Andreas Hoff. Missing. Presumed dead.

So how the hell had he ended up here, two decades later, and in my sights—in my bed with a gun in his mouth?

I exhaled slowly, a sound closer to a growl than a breath. I’d been asking myself the same question over and over again. Why hadn’t I done what I always did when someone dangerous wandered too close?

And he was dangerous—as much as I’d teased him for his missteps, I’d seen it in his posture, the reflexes in his body, the calculation behind his stillness. I could tell he’d survived people better than me trying to end him. Men like him didn’t make it this long unless they’d learned to kill back.

And yet… I’d let him walk away. Twice now.

I told myself it was practicality, but that wasn’t it, and I knew it.

The truth was harder to swallow.

When I’d looked at him, I’d recognized something in his eyes—that same hollowness I saw in the mirror every morning, but worse. A lot worse, actually.

And now I had proof that his life had been soaked in blood from the very start. He was a child cut out of a massacre.

I stared at the photograph until my wine glass was empty.

I shouldn’t have felt anything about this. He was just another stray, not mine.

But that smile—God help me—that smile in the photo lodged itself in my chest, sharper than any blade.

The clipping stayed on the table long after my drink was gone. I forced myself to close the folder, but I didn’t put it away. Couldn’t.

Instead, I turned toward my laptop. If I were already this far down the rabbit hole, I might as well keep digging.

Elias Craig.

The search of his name yielded neatly packaged headlines: boardroom triumphs, acquisitions, charity galas, and ribbon cuttings. Every image was a polished smile, a tailored suit, and the kind of applause money buys.

But nothing else.

No wife, no children, no mistresses with lawsuits. No divorces, no messy custody battles, no drinking scandals. It was all too clean. No one that powerful lived without dirt.

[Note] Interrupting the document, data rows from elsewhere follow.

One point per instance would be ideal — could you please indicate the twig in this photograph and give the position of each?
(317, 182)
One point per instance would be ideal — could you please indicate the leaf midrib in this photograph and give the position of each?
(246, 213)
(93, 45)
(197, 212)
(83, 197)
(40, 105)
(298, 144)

Not unless they’d buried it so deep you’d need a backhoe to find it.

I leaned back, rubbing at my neck. The lack of personal history told me more than if there’d been a dozen affairs to pick through. He kept himself spotless on purpose and controlled the narrative.

So, what the hell was his connection to Ro?

My mind circled back to the massacre report. A missing boy. A vanished trail. Then, years later, an apartment in Elias Craig’s name with Ro living in it.

Had Elias taken him back then? Was he involved with what happened to Ro’s family? Or had Ro run away that night,survived over the years, and crossed paths with him later, two predators recognizing one another?

What exactly was Ro to him? A protégé? A weapon? A possession? A partner?

My fingers hovered over the keys, but for once, I didn’t know what I was searching for. My questions weren’t about Elias anymore.

Why did it matter?

I told myself it was because every unanswered question was a weakness in my perimeter, but the truth gnawed at the edge of my mind.